So I know I’ve been bad at posting… like really, really bad. Time ebbs and flows and you easily lose track. That plus a full time job can definitely keep you on your toes. And when that full time job then presents you with an opportunity to spend some time traveling for work, then sometimes the answer is nothing but हाँ (haan, Hindi for “yes”)

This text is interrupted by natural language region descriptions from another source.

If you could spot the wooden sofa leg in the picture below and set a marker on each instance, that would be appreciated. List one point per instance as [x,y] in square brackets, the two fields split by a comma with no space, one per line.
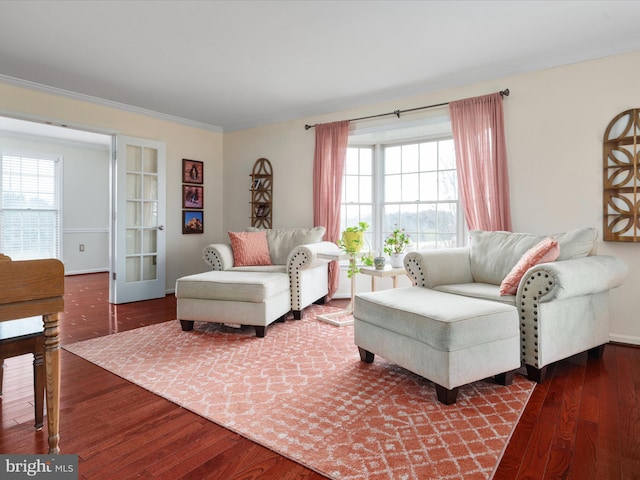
[505,378]
[321,301]
[365,355]
[187,325]
[596,352]
[537,375]
[446,396]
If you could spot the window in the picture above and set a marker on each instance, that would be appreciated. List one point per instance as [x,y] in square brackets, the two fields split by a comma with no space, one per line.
[410,185]
[29,207]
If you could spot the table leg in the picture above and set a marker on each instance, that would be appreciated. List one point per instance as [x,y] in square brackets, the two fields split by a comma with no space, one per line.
[52,372]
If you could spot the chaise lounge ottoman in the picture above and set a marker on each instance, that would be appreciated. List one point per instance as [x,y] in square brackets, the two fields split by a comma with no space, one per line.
[448,339]
[246,298]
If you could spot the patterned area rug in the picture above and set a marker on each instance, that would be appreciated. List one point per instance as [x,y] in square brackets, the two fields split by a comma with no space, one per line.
[302,391]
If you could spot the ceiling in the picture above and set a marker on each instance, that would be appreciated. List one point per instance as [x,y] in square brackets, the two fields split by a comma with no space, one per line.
[230,65]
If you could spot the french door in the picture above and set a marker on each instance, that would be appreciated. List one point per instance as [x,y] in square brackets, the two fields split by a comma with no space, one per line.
[138,220]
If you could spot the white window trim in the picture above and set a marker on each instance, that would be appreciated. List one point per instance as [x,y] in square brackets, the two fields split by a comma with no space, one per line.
[58,180]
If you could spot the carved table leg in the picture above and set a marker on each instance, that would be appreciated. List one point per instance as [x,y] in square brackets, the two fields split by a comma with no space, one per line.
[52,371]
[38,387]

My company approved me to spend six weeks during the North American summer (and Indian monsoon season) in central India: Hyderabad, the Pearl City! Located in central India in the state of Telangana (though considered south India), its holds a unique culture just like every other region of India. The region has long been a Muslim first community, with the city’s creation by the Qutb Shahi dynasty and eventually becoming a Mughal stronghold. Well into the British Raj, the Nizams (royal rulers) of Hyderabad maintained their separate princely state and governed themselves. Hyderabad today remains a significant part of India’s culture, being home to Pollywood (India’s 2nd largest film industry, with being the leader in Telugu language cinema) and just like each other state, maintains its own cuisine and style of how things are done.
Muslim culture (remnant from the Mughal Empire) remains strong in Telangana and Hyderabad. You can see this clearly evident in the architecture and the cuisine.
Hyderabad’s most notable monument is Charminar. A mosque commissioned in 1591 by Muhammad Quli Qutb Shahi, Charminar has become one of the most recognized Islamic architecture pieces in India that predates the Mughal period. It was commissioned to be a symbol of celebration for beginning the 2nd millennium of the Islamic calendar and it continues to be the central point of the high Muslim celebratory holidays (Eid-al-Fitr and Eid-al-Adha). Around Charminar is a bustling bazaar, filed with many hawkers selling fresh pomegranates and other fruits, wooden and metal bengals, and multitude of other wares that you can easily haggle. Nearby Charminar, you can find other important buildings and places in Hyderabad: Chowmahalla Palace, Salar Jung Museum, and Hussain Sagar. All are wonderful places to visit and you can even take a trip to Falaknuma Palace if you are in the spendy mood and want one of the best high tea’s you will ever experience.
Here, you will find more non-vegetarian individuals than many other states in India that have a greater percentage of non-Muslim populations. The famous items you see in the local cuisine is Hyderabadi Biryani and Haleem. Biryani is a fragrant rice dish made with spices and saffron and usually serviced with egg, chicken or mutton. Haleem, on the other hand, is a meat stew that has been pulsed so fine, it is basically a very thick gravy. Haleem was typically consumed during the month of Ramadan for Iftar (the post-sunset meal that breaks the daytime fast). Now you can find it year round, but you may want to limit on days when you may have already consumed copious amounts of food (dont make my mistake and eat it after stuffing yourself after kababs and Hyderabadi barbecue).
During the week, I may be stuck in the office, working directly alongside my India colleagues and we still enjoy the day by ordering multitudes of food for less than the price of a 12oz (340mL) latte in the US and talking about everything under the sun over delicious cups of मसाला चाय (masala chai). Here chai means “tea” and not the specific type of tea we Westerners have come to associate with having a Chai. For starters, Masala Chai is primarily made with ginger, unlike that Green Mermaid coffeehouse from Seattle that makes theirs way too sweet and with too much cinnamon. It has a wonderful bite to it and spice from the natural ingredients that come with ginger and other spices (cloves, cardamom, pepper and some cinnamon). The one thing though, is that coffee and tea come in the tiniest of sizes, like 150mL (5oz) — just a bit larger than the size of a Dixie cup, so you bet this boy be double fisting coffee.
So I am about 3 weeks into my 6 week assignment here and I could not ask for such an amazing experience thus far. I am happy I have this opportunity to explore for an extended period of time and take my time seeing the amazing places that you only hear about from other travel bloggers or the select few people you may know that have been there. More to come and experience, that’s for sure!